まるで魔法のように、次々と手際よく料理が出来上がっていくのを、ぼんやりと眺める。とりあえずフィーナスペシャルとやらは食べられない類の料理ではなさそうだ。
そんなことを考えていると、隣の姫君が唐突にトーイに話しかけた。

「あのね、トーイ。あのバカどこにいるか知ってる?どっかに仕事に出てる?」
「……?」
「いや、いるぜ?昨夜も来た。なんだ、まだ逢ってないのか?」
「今日の朝着いたばっかりなのよ。ここに来れば行方はわかると思ってね」

トーイが一つの大皿に作った料理を一気に盛る。いろいろな料理が一気に食べられる、これがいわゆるフィーナスペシャルというものらしい。トーイは大皿2枚を器用に持つと、二人の前にドン、と置いた。

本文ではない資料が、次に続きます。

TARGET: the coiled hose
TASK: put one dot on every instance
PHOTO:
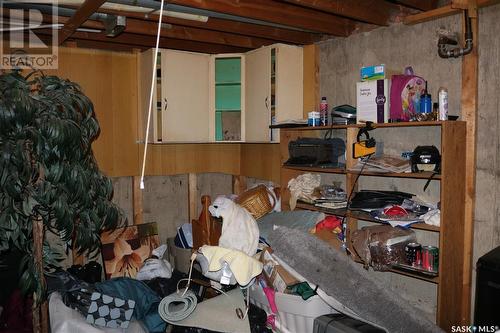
(177, 306)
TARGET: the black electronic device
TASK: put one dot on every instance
(488, 289)
(425, 158)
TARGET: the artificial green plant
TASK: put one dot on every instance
(48, 173)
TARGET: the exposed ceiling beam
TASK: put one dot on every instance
(88, 8)
(276, 12)
(142, 41)
(241, 28)
(369, 11)
(419, 4)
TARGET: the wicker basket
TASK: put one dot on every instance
(256, 201)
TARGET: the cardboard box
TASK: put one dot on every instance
(275, 274)
(372, 101)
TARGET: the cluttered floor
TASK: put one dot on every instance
(241, 267)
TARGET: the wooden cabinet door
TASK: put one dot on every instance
(258, 95)
(289, 82)
(185, 101)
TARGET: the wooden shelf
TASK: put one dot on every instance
(361, 216)
(434, 279)
(420, 175)
(454, 258)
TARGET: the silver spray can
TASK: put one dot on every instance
(443, 103)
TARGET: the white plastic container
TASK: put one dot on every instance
(294, 314)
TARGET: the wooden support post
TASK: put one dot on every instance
(137, 200)
(193, 196)
(469, 102)
(239, 184)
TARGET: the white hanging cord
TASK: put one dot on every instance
(153, 81)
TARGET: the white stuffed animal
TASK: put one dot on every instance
(239, 229)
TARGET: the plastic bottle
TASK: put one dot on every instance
(323, 111)
(443, 103)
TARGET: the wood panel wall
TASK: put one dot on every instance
(110, 80)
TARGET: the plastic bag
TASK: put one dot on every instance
(239, 229)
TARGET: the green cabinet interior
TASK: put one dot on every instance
(228, 99)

「あいつならきっと、青い海風亭にいると思うぜ?次の仕事まではそこにいるみたいな話をコンラート達としてたからな。この間の仕事が結構長かったから、少し休むみたいなことも言ってたし」
「……休んでる間に随分とご乱行をしてくれたみたいだけど……?」
「女のことか?まぁお前にしたら複雑かもしれねえけどよ、ありゃ男の本能みたいなもんだしな。それにあいつは商売女にしか手を出してねえから大丈夫だろ?」

がはは、とトーイは大きなお腹を揺すって笑った。フィアルは肩を竦めて、フォークを手に取り、フィーナスペシャルを食べ始める。冷めないうちにと促されて、レインも料理に手をつけた。野菜も多く、バランスも取れているとてもおいしい料理だ。先程の凶悪物体とは、天と地ほどの差がある。

「武器買ったのは、ここでしょ?あのバカ、何を買ったの?」
「新しく入った大剣さ。細工がすごくてな、ひとめで気に入ったらしいぞ」
「……あの武器フェチめ……」

フィアルの顔が苦々しく歪む。買ってもどうせ使いはしないことをわかっているからだ。昔から使い慣れている剣しか使わないくせに、新しい武器を見ると買ってしまうあたりが武器フェチなのだ。

「そういやフィーナ、いいもんがあるんだが、買わねえか?」
「……いいもの?」
「とびっきりのブツだぜ?」

人のよさそうな笑顔を浮かべながら、トーイはカウンターの下からごそごそと何かを取り出した。ポン、と置かれたそれは袋に入った白い粉で、見た瞬間にフィアルの瞳に冷たい光が宿った。

「トーイ……私、薬はやらないって知ってるでしょ」

その言葉にレインの目が見開かれる。薬……つまり今ここにあるのは麻薬なのだ。一瞬の快楽を得られる代わりに、依存症になりいつかは廃人になる悪魔の薬だ。
こんな人好きのしそうな男が、それを日常茶飯事的に扱っている事実に。そしてそれをフィアルが普通のこととして話している事実に、レインは心の底から驚いていた。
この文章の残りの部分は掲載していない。